Sangatta – Di tengah tantangan penurunan angka stunting dan pengentasan kemiskinan ekstrem, Dinas Pengendalian Penduduk dan Keluarga Berencana (DPPKB) Kutai Timur menghadirkan dua program unggulan sebagai strategi terobosan. Program tersebut adalah AKSIS (Akademik, Kolaborasi, Penanganan Kemiskinan dan Stunting) dan Sekolah Lansia, yang akan mulai dijalankan pada awal tahun 2026.
Kepala DPPKB Kutim, Achmad Junaidi, menjelaskan bahwa AKSIS dirancang sebagai ruang belajar terpadu lintas Organisasi Perangkat Daerah (OPD) untuk membedah dan mengintegrasikan program penanganan stunting dan kemiskinan. Program ini akan melibatkan pelatihan bersama dengan Lembaga Administrasi Negara (LAN) yang menyelaraskan teori dan praktik di lapangan.
“Satu angkatan terdiri dari 30 peserta dari OPD-OPD terkait. Melalui AKSIS, kita akan duduk bersama membedah data dan program masing-masing agar lebih terintegrasi menuju satu tujuan, yaitu percepatan penurunan stunting,” ujar Junaidi, Senin (3/11/2025).
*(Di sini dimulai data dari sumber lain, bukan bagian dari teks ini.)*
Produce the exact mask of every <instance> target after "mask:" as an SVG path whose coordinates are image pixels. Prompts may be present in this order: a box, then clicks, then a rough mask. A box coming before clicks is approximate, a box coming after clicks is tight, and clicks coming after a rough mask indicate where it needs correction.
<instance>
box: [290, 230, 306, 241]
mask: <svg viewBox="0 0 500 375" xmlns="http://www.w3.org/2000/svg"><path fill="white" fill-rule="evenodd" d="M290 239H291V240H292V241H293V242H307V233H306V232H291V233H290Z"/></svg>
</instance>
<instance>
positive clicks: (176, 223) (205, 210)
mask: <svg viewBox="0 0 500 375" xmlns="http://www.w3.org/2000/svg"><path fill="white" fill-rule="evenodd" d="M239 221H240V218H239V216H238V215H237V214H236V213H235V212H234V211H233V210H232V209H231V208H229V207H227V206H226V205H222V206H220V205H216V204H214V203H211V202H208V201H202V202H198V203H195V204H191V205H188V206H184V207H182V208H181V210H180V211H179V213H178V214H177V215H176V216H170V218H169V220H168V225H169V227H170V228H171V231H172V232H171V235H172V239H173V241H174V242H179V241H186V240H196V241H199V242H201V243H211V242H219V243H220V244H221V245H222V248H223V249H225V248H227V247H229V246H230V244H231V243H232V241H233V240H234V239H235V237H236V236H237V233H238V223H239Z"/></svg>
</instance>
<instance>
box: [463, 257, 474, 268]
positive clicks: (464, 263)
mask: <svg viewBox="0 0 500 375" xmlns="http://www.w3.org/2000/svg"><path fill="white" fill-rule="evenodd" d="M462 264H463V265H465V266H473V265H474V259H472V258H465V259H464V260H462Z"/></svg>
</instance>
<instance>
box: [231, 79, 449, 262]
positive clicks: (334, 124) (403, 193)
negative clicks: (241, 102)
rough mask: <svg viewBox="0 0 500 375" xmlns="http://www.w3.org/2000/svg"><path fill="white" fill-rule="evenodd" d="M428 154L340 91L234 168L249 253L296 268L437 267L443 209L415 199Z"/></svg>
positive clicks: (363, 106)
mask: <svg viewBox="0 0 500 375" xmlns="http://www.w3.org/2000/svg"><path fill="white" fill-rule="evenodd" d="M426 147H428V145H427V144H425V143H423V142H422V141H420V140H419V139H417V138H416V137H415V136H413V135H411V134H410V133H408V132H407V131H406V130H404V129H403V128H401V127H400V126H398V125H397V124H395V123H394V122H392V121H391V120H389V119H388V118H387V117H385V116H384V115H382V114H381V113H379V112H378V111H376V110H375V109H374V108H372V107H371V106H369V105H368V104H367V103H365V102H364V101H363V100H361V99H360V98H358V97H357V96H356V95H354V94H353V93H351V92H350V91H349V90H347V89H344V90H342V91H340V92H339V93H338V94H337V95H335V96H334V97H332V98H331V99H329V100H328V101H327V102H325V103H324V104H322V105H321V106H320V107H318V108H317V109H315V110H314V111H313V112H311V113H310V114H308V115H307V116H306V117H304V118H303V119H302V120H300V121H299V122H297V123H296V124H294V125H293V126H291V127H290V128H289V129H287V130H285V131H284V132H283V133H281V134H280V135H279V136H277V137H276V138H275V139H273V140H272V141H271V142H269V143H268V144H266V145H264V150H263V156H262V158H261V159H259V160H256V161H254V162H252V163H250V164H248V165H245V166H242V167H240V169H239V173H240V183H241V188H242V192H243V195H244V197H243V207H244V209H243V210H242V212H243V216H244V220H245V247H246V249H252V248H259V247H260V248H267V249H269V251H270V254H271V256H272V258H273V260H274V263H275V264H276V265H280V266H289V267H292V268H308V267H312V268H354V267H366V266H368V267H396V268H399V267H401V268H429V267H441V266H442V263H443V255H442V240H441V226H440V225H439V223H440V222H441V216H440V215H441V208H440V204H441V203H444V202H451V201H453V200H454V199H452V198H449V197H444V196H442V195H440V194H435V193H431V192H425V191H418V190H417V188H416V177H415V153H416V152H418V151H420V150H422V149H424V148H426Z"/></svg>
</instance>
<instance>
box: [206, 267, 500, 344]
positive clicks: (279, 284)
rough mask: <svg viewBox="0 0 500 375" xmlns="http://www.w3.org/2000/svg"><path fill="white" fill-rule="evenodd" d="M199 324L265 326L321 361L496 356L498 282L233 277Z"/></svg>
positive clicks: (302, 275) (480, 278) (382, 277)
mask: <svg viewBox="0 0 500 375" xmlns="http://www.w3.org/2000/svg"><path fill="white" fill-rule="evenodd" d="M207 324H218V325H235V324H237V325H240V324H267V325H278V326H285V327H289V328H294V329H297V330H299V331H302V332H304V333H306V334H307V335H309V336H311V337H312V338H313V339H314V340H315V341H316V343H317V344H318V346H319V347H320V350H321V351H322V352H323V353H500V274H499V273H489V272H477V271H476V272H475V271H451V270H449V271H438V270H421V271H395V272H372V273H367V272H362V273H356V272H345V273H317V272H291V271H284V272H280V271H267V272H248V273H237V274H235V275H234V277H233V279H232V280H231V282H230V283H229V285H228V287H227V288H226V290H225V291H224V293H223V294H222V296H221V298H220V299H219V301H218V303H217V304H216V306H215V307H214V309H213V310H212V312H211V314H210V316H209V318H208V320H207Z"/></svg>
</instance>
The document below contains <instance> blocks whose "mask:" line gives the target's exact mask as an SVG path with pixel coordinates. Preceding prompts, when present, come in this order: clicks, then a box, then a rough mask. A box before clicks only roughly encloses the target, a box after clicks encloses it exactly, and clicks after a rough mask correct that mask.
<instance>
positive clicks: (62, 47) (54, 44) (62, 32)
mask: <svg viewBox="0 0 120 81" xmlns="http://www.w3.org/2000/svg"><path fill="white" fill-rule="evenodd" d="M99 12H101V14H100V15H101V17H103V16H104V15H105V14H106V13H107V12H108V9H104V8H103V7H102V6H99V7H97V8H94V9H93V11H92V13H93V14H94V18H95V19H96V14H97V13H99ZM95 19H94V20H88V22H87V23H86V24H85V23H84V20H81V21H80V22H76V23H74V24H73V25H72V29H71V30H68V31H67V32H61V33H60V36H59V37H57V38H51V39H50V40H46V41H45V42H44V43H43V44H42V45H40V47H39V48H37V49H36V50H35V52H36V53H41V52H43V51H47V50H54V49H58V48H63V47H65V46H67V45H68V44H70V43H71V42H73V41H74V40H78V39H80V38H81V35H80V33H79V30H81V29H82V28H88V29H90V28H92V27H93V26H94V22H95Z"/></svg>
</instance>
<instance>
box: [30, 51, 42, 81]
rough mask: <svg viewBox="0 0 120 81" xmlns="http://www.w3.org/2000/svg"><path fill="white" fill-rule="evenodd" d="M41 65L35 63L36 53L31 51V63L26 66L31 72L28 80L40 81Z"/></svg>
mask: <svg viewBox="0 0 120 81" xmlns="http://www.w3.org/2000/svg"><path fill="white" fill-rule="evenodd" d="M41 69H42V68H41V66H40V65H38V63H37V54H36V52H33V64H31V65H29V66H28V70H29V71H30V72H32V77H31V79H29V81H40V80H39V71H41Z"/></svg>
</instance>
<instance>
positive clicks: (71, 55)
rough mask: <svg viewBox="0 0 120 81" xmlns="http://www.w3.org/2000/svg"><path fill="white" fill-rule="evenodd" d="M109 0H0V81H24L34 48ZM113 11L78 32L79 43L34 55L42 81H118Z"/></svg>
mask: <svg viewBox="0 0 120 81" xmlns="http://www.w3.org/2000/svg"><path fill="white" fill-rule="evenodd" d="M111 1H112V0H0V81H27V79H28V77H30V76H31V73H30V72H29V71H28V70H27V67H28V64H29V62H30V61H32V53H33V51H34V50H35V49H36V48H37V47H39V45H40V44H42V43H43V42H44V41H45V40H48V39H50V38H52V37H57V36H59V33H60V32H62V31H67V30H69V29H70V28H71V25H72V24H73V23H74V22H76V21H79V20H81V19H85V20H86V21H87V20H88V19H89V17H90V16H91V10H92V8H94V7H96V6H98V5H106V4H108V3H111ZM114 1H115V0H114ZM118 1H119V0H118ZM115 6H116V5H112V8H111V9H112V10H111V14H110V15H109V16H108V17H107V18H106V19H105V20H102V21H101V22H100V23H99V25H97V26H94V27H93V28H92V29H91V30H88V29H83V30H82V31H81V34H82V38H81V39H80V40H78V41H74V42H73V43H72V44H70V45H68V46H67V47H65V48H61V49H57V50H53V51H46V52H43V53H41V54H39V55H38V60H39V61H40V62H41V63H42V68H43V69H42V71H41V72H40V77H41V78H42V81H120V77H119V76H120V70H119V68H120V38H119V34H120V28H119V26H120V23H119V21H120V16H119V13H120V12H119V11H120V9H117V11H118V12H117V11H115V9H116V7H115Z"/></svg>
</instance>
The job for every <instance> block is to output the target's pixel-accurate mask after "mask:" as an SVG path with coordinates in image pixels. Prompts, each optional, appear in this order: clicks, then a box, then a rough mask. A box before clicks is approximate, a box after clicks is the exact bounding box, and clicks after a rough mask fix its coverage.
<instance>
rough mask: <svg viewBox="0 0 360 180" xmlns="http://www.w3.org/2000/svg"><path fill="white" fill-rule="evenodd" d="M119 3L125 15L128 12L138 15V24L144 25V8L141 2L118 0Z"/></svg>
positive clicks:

Ia menilai bahwa selama ini banyak program berjalan sendiri-sendiri tanpa sinergi yang kuat. Lewat AKSIS, diharapkan tiap intervensi saling menguatkan, sehingga alokasi anggaran menjadi lebih efisien dan tepat sasaran.
Sementara itu, program Sekolah Lansia akan difokuskan pada pemberdayaan kelompok lanjut usia melalui pendekatan pendidikan non-formal. Program ini mencakup pemeriksaan kesehatan rutin, pelatihan keterampilan, edukasi tentang gizi dan emosi, serta kegiatan fisik seperti senam lansia.
“Harapannya, para lansia tidak hanya menjadi penerima bantuan, tetapi juga subjek pembangunan yang mampu berkontribusi di keluarga dan lingkungan,” tambah Junaidi.
Program ini juga akan diakhiri dengan seremoni wisuda sebagai bentuk apresiasi terhadap komitmen para peserta. DPPKB meyakini bahwa lansia yang sehat dan produktif dapat memperkuat kualitas pengasuhan dalam keluarga dan menciptakan stabilitas sosial.
Untuk memperkuat ketepatan sasaran program, DPPKB memanfaatkan data dari BINA Bangga Kencana BKKBN serta aplikasi Siga Elsimil. Data ini mencakup berbagai indikator kebutuhan dasar seperti rumah layak huni, ketersediaan toilet, hingga penggunaan alat kontrasepsi.
“Dari data itu kita bisa tahu siapa yang membutuhkan rumah layak huni, toilet, air bersih, atau termasuk dalam kelompok rentan,” jelasnya.
Junaidi juga menyoroti pentingnya pendekatan lapangan dalam pelatihan. Ke depan, pelatihan tidak lagi terpusat di hotel, melainkan digelar langsung di kecamatan atau zona masyarakat. Menurutnya, pelatihan langsung ke masyarakat akan membuat hasil lebih konkret dan menyentuh kebutuhan riil warga.
Dalam kesempatan yang sama, Junaidi menekankan pentingnya peran media dalam menyampaikan program pembangunan ke publik.
“Kalau tidak ada yang menulis, tidak ada yang tahu. Tidak pernah membaca berita, akhirnya tidak pernah tahu apa yang sudah dilakukan,” ujarnya.
Ia berharap media di Kutim dapat menjadi mitra kritis sekaligus pendidik yang menghadirkan tulisan-tulisan berkualitas dan berdampak positif.
Junaidi juga mengingatkan agar pejabat publik berani mengalihkan fokus kerja dari seremonial menuju penguatan implementasi di lapangan.
“Kalau setiap hari hanya menghadap bupati, kapan kita kerja? Terlalu sering tampil belum tentu menunjukkan kinerja yang baik,” tegasnya.
Menutup pernyataannya, ia mengajak insan pers untuk terus menjadi jembatan komunikasi antara pemerintah dan masyarakat demi keberhasilan program bersama.
Dengan fondasi data yang kuat, pelatihan kontekstual, dan komunikasi publik yang terarah, DPPKB Kutim optimistis bahwa upaya menurunkan angka stunting dan kemiskinan ekstrem di 2026 akan semakin efektif dan terukur. (ADV).